À 53 ans, Jean De Serres a une feuille de route impressionnante. Il a pratiqué la médecine familiale pendant 14 ans et a dirigé la Direction de la santé publique en Outaouais. Il a enseigné à l'Université McGill et créé trois entreprises : Gestion BD, spécialisée en gestion de cliniques (dissoute) ; Med Discovery, une bibliothèque en oncologie établie à Genève, en Suisse ; et Biomilestones, de Montréal, qui fait de la consultation pharmaceutique.

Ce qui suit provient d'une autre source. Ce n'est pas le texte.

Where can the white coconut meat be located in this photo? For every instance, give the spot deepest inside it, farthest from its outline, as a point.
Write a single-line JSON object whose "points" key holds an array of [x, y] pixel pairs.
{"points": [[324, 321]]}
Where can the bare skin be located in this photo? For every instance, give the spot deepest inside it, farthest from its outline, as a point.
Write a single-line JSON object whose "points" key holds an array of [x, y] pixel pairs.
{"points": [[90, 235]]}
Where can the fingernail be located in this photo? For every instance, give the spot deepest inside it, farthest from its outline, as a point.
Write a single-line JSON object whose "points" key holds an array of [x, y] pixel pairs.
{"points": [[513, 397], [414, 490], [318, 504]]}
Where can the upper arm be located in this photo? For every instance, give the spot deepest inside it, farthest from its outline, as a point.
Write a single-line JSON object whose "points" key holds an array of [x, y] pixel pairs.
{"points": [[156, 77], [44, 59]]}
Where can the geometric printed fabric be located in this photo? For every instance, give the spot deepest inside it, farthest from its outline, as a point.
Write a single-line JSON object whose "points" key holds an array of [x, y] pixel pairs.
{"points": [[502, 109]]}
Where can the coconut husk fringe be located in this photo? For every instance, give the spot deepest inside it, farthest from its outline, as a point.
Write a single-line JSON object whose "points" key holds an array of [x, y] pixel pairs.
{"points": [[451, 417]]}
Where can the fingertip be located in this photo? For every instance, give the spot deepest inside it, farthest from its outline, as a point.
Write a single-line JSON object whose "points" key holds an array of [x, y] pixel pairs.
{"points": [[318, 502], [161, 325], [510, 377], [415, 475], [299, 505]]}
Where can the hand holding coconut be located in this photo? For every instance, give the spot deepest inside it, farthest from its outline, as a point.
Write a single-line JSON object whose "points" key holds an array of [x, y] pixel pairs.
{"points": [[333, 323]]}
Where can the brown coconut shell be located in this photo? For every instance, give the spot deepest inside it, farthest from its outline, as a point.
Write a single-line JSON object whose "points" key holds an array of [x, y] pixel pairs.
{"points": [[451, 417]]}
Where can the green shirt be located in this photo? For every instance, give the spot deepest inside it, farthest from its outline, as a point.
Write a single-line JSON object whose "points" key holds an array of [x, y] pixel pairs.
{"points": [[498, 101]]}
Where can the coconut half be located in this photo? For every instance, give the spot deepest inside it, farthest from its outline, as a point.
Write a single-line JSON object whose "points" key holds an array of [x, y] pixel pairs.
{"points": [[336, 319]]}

Il est toujours actionnaire des deux dernières avec sa femme Grazia Maion, directrice principale, développement des affaires et investissements chez Univalor, la société de valorisation de la recherche de l'Université de Montréal.

Les lauréats des Prix Performances 2013

Outre Jean De Serres, président et chef de la direction d'Héma-Québec, trois autres gestionnaires ont été honorés lors du Gala Prix Performance 2013 du Réseau ESG UQAM. Il s'agit de Daniel Richard, président de Groupe Vini-Quatro (Entrepreneur 2013), de Solange Fresneau, vice-présidente de TechFab (Jeune leader 2013) et de Geneviève Dumas, directrice générale du Fairmont Le Château Montebello (Coup de coeur 2013). Le jury était composé de Jean-Paul Gagné, éditeur émérite de Les Affaires, de Robert Proulx, recteur de l'UQAM, et de Stéphane Pallage, doyen de l'ESG UQAM.